Behold!

I have HEALED this man’s WOUNDED STEREO!

One of the users of a mailing list that I’m on had a nice stereo receiver with one bad channel. Stereo has two channels, and while one worked, the other simply had no output. I opened it up and found that the signal lines from the amplifier run through a relay to the rear panel connectors. I can think of a couple of reasons for this, but the main one is that when you power it up, there is a period where the circuitry of the receiver stabilizes and effectively “boots up”. During that period, it might put some sort of really loud signal out over the speakers (and blow them inside out) unless they are disconnected. Once everything settles, it is safe to connect the speakers. The other possibility is that if you short the speaker connection, the receiver can detect the excessive current flow and disconnect the speaker hookups.
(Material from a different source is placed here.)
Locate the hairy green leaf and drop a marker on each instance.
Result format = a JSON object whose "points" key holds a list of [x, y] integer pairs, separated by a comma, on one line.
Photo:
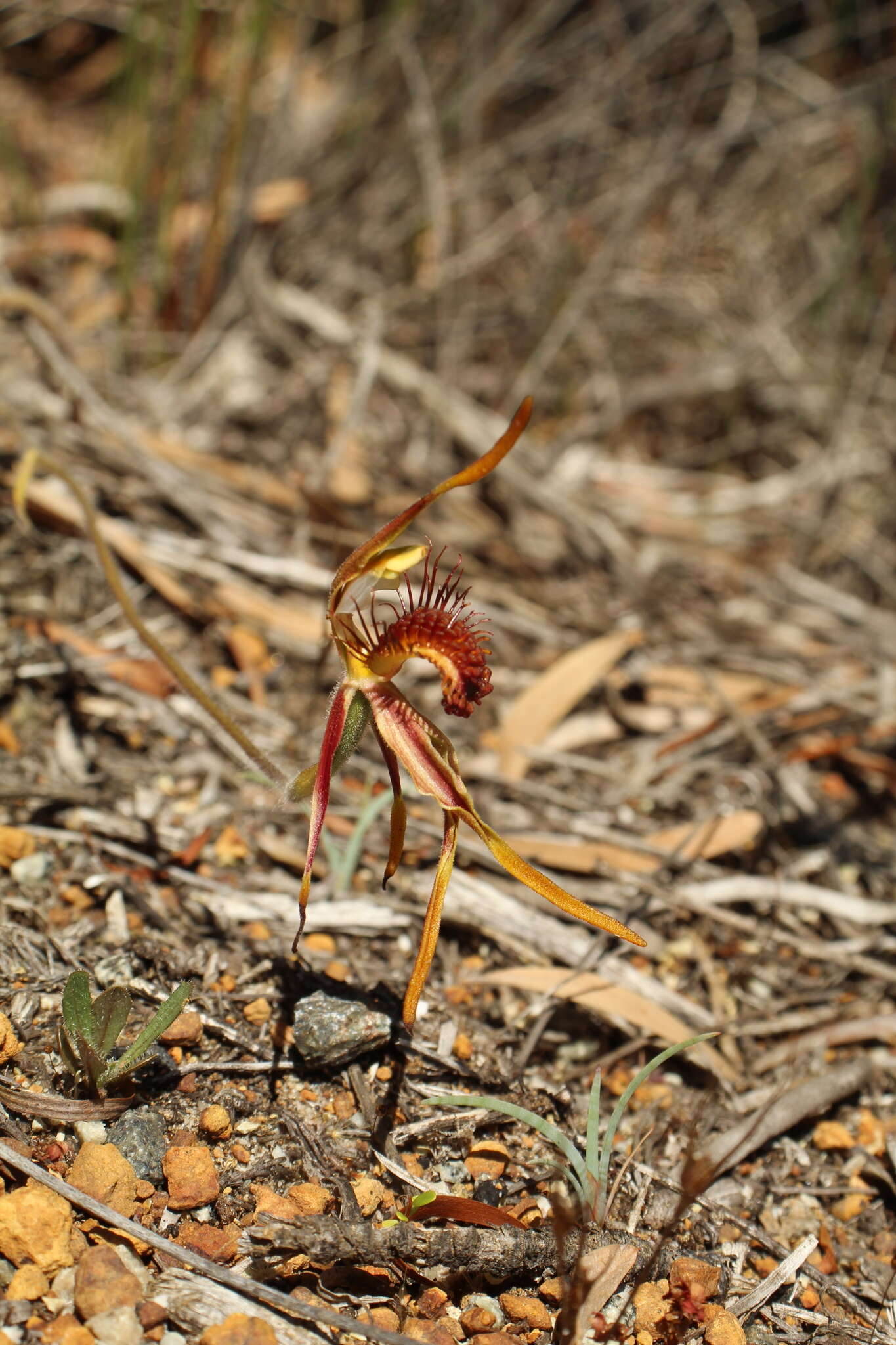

Whatever the reason for them, one of the relays was DPST, with one pole for each stereo channel, and one set of the poles didn’t close when the system powered up. I figured this out by plugging in an audio source, turning the receiver on, and then tracing back from the connector until I found an audio signal. There was nothing at the connector, nothing where the connector joined the PCB, nothing at one pole of the relay, music at the pole it was supposed to be connected to.

The fix was to remove the board with the relay on it, pop off the case of the relay, clean the contacts, push them a little closer together, and put it all back together. If the relay had really been shot, it was a pretty common size, and would have been easy to replace. Overall, the receiver was well-designed for repair, and the service manual was available online. I will give Onkyo props for using one size of normal philips-head screw throughout their case, but did they really need 41 of them?